We have no quarrel with that objective insofar as it seeks to avoid piecemeal litigation in two counties, since many issues, perhaps most issues, in the two actions are interrelated and could be more efficiently and effectively tried in a single proceeding. This would also eliminate the possibility of conflicting results from the same transaction in different superior courts and perhaps in the District Courts of Appeal since Orange County is in the Fourth Appellate District and Los Angeles is in the Second Appellate District. However, it is within the discretion of the Orange County Superior Court to determine how this shall be accomplished. Whether to permit the filing of an amended and supplemental complaint, thus bringing new issues and new parties in the pending action which has been stayed pending arbitration, or to require that petitioners get these matters before the court by filing a new complaint and after the issues are joined move for consolidation for trial, is a matter that rests in the sound judgment of the trial judge.

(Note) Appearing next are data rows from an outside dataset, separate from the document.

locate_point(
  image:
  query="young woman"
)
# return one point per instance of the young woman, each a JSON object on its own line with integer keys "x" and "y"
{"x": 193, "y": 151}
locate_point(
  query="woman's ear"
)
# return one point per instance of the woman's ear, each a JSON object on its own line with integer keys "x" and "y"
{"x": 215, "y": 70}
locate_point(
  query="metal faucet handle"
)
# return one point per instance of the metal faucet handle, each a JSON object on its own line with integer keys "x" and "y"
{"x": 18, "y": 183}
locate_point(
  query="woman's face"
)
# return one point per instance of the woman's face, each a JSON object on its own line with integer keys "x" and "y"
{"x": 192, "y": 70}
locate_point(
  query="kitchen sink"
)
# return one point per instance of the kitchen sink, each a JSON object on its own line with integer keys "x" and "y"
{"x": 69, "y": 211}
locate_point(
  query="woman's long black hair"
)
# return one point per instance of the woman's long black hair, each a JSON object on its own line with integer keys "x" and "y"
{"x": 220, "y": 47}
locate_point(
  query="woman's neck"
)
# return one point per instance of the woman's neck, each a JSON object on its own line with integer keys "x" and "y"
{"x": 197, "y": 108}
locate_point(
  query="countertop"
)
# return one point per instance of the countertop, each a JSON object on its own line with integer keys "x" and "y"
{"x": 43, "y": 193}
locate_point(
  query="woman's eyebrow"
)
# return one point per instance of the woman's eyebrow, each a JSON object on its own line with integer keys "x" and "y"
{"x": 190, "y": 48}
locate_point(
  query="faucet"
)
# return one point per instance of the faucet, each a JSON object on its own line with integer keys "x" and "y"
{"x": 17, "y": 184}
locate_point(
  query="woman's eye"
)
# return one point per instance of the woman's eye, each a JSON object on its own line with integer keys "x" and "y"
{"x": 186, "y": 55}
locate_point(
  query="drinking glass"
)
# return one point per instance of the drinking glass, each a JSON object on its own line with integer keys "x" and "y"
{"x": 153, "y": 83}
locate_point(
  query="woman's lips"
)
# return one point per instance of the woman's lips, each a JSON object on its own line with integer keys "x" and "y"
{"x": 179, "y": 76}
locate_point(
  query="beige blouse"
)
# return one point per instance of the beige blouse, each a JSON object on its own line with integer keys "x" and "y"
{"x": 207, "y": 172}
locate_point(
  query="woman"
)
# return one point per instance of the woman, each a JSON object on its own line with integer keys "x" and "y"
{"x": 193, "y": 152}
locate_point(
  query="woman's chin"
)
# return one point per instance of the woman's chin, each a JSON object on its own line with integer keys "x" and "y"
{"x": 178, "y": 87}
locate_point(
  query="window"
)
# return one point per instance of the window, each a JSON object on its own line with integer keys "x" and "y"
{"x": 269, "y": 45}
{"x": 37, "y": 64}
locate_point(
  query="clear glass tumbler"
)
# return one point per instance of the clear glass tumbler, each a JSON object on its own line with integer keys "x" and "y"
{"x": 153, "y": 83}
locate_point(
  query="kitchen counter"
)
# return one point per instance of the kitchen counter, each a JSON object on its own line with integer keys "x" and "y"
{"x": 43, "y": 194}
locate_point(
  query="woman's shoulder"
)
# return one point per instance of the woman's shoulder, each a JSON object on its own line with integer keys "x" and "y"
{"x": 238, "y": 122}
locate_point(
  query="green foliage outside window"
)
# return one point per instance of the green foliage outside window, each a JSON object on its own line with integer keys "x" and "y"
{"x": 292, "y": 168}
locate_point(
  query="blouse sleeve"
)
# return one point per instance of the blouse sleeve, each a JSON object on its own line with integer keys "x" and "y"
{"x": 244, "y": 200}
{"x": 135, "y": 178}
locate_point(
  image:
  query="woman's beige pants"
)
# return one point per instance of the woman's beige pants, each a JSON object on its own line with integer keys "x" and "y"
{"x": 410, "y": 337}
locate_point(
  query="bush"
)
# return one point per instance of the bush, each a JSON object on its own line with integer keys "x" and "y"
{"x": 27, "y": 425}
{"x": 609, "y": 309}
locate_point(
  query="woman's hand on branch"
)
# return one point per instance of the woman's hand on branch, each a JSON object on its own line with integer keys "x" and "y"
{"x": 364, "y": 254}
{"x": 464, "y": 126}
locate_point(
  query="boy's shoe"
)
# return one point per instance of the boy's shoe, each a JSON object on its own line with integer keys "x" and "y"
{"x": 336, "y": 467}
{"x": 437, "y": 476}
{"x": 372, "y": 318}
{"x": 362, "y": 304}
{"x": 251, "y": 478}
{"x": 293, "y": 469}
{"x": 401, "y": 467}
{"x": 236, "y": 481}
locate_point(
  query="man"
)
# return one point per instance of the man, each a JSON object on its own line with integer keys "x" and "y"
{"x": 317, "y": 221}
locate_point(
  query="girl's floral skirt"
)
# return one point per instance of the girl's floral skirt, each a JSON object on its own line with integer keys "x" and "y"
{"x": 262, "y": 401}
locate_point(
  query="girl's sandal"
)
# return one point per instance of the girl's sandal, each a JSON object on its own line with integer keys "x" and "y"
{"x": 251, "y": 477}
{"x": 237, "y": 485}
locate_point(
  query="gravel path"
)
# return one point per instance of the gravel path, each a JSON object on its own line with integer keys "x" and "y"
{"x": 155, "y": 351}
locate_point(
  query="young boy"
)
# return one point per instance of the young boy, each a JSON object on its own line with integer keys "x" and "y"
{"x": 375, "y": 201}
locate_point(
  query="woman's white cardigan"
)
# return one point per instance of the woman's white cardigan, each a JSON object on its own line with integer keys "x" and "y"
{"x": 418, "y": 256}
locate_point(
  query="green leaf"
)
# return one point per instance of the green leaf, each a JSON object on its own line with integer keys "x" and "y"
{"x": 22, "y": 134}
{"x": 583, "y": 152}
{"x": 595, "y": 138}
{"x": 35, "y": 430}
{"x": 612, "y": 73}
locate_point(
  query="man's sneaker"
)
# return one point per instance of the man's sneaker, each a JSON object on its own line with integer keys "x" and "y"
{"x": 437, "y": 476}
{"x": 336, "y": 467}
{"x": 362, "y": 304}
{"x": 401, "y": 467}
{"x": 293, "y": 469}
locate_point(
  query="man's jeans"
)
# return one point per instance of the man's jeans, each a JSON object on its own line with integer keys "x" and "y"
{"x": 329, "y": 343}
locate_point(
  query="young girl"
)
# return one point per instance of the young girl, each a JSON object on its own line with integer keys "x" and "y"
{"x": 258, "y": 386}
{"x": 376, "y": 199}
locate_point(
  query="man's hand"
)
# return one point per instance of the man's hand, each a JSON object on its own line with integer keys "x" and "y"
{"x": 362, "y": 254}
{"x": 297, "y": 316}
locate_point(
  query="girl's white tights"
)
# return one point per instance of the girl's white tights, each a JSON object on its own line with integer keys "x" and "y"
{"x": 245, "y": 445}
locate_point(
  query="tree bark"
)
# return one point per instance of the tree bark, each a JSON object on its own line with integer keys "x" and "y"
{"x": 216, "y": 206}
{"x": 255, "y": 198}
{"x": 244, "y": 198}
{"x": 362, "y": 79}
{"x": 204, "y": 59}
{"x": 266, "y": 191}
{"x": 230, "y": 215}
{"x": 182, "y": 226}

In the absence of a showing of an abuse of discretion, we find no ground for requiring the trial court to permit the filing of an amended and supplemental complaint in the pending action.
Petitioners’ contention that the order for arbitration no longer serves a useful purpose is predicated largely upon matters alleged in the amended and supplemental complaint. As we have refused to interfere with the trial court’s order deny*625ing petitioners permission to file said complaint in the arbitration action, we have no basis for holding that the need for arbitration no longer exists.
We deny the petition for a writ of prohibition or writ of mandate or other writ. The temporary restraining order is dissolved.
Conley, P. J., and McMurray, J. pro tem.,* concurred.
Assigned by the Chairman of the Judicial Council.